Buried in the news the last few weeks have been a series of stories about the rising price of food. It's not just the inflationary spiral that seems to be gripping the US right now - we're not talking about purple gourmet tomatoes down at the local Whole Foods or Fotex. The price increases are hitting basic grains & cereals like rice and wheat, which are now getting too expensive for the world's very poor to afford to eat.
The result is more widespread hunger across the developing world and less ability for US-based NGOs to deliver aid to these people (the falling dollar and rising costs of food and fuel means that a finite foreign aid budget can deliver less and less to the people who need it).
More hunger around the world is bad enough, but I think this price spike is a leading indicator of something much worse. Price indicates scarcity. So if the most basic foodstuffs are rising sharply in price, it means the world as a whole is having a harder time meeting the needs of the planet's exploding population. Very scary indeed.
There are a few mitigating factors. The world's farms are still not yet producing at full capacity, though the spare capacity is much less than it used to be in the 90s. Even more importantly, rising living standards in parts of the developing world (such as China, India, Indonesia, Malaysia) mean that more people can afford a meat diet than ever before, and raising livestock for meat is incredibly wasteful of grain, compared to feeding that grain directly to people. And growing demand for ethanol and biodiesel is - insanely - pulling corn and other grains out of the global food pool in order to burn it as fuel. Finally, part of the increase of food cost is caused by the rising price of oil, which increases the price of fertilizer and transport.

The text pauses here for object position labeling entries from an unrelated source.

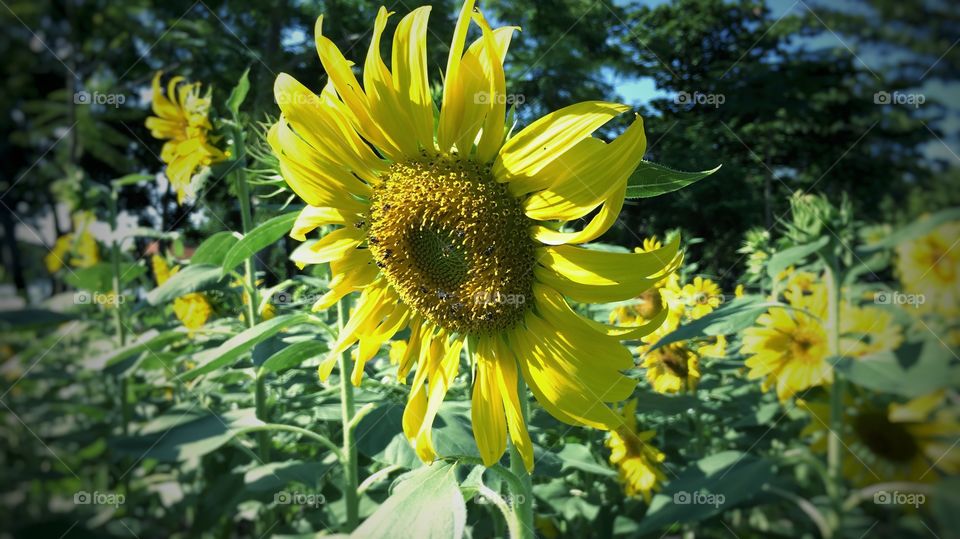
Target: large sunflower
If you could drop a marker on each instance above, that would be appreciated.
(449, 228)
(182, 119)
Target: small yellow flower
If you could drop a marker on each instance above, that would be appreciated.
(672, 368)
(638, 463)
(914, 441)
(193, 310)
(182, 120)
(930, 266)
(79, 248)
(702, 296)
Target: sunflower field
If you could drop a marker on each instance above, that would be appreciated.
(565, 268)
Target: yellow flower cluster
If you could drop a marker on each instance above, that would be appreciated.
(675, 367)
(182, 119)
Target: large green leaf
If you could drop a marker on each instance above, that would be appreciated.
(915, 229)
(426, 503)
(182, 435)
(707, 487)
(726, 320)
(788, 257)
(293, 355)
(232, 349)
(915, 369)
(262, 236)
(214, 248)
(651, 179)
(192, 278)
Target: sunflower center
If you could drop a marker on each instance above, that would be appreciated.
(885, 438)
(454, 244)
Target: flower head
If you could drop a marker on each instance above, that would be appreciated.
(447, 228)
(930, 266)
(639, 464)
(182, 119)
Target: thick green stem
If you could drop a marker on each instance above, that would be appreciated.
(522, 495)
(349, 450)
(834, 456)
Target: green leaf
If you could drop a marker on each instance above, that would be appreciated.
(131, 179)
(262, 236)
(425, 503)
(726, 320)
(707, 487)
(920, 227)
(788, 257)
(24, 319)
(192, 278)
(915, 369)
(127, 358)
(232, 349)
(182, 435)
(579, 457)
(651, 179)
(214, 248)
(238, 94)
(293, 355)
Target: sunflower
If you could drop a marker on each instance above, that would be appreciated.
(930, 266)
(788, 347)
(78, 248)
(193, 310)
(448, 228)
(701, 296)
(914, 441)
(182, 119)
(638, 463)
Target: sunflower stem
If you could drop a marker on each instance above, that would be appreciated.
(836, 391)
(349, 451)
(522, 497)
(246, 225)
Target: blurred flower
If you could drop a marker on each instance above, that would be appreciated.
(930, 266)
(788, 349)
(672, 368)
(182, 120)
(702, 296)
(914, 441)
(456, 230)
(638, 463)
(79, 247)
(193, 310)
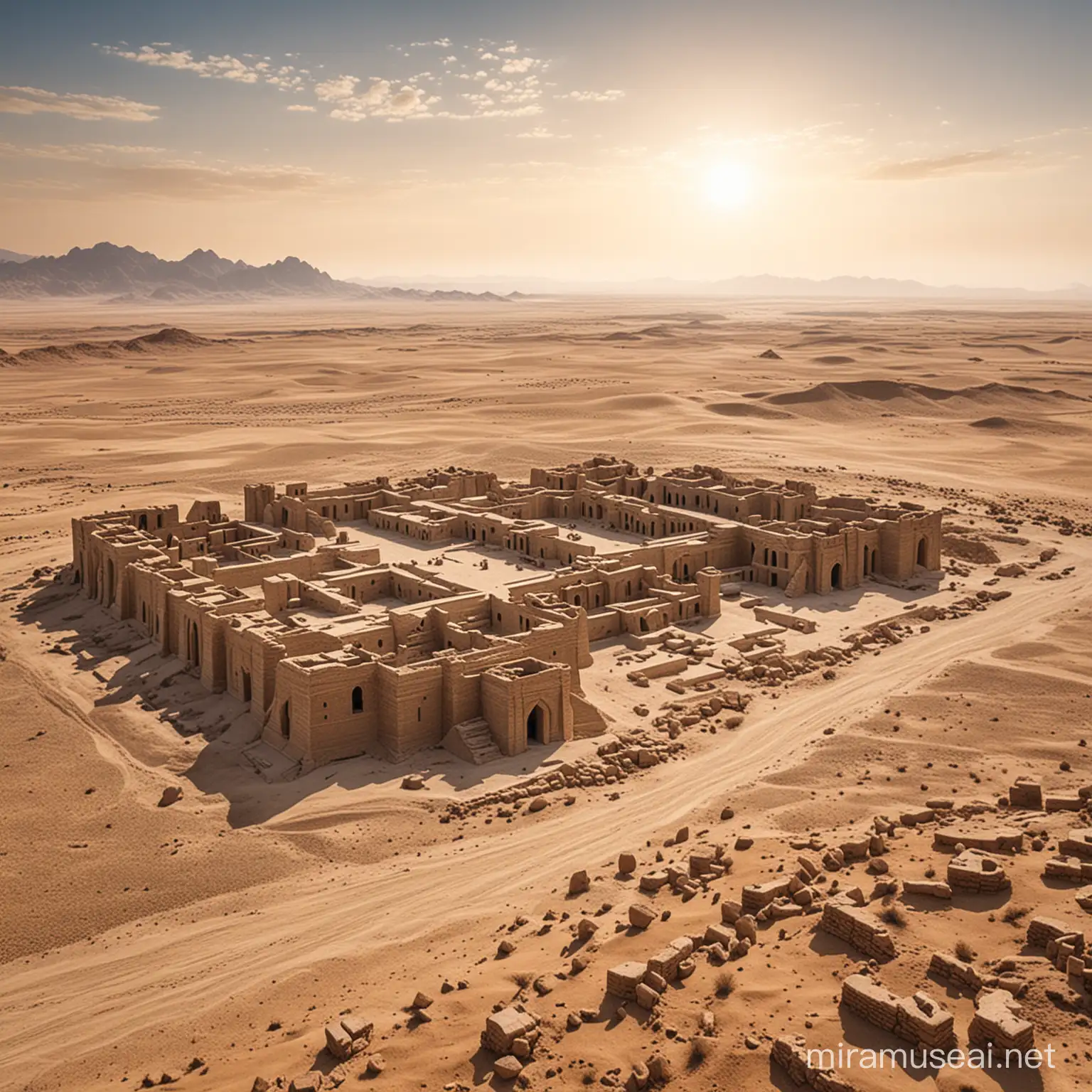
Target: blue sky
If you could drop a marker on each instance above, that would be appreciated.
(948, 141)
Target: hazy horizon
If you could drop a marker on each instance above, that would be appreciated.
(621, 142)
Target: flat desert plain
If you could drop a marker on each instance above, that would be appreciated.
(209, 943)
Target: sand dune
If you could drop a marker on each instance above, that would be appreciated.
(856, 397)
(746, 410)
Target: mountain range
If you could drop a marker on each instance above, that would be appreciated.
(127, 273)
(761, 287)
(130, 274)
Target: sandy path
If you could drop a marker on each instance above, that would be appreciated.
(100, 994)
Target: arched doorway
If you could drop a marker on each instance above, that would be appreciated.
(536, 725)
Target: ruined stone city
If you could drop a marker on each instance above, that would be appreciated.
(546, 546)
(336, 652)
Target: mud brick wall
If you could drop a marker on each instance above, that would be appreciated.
(859, 927)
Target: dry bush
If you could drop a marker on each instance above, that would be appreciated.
(725, 983)
(894, 915)
(963, 951)
(700, 1047)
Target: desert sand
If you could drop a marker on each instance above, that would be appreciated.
(212, 941)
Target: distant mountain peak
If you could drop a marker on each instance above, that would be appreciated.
(107, 269)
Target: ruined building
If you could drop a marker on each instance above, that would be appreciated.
(338, 653)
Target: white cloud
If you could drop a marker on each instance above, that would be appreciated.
(75, 153)
(81, 107)
(193, 181)
(520, 65)
(212, 67)
(378, 101)
(593, 96)
(541, 132)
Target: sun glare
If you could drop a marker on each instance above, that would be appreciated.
(729, 186)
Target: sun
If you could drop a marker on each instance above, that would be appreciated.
(729, 186)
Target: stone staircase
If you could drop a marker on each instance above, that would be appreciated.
(476, 737)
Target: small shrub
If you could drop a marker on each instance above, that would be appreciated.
(700, 1047)
(894, 915)
(725, 983)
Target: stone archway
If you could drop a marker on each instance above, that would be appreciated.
(537, 723)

We can keep going for a while yet. We can farm more intensively, using genetically modified crops to increase yield. We can dramatically reduce the amount of meat consumed in the global diet (some of us in the developed West are already pretty far along this path), and eventually, we can drop ethanol for some real energy alternatives like hydrogen power.
We do have some options to buy us a little more time. But the disaster is still there, waiting for us. If agricultural efficiency had remained at 1950 levels, we'd have had global starvation a long time ago. How much longer can we continue to increase production and delay the inevitable? Quite a while, maybe. If we're smart.
But not forever. You'll remember this. This is how it begins.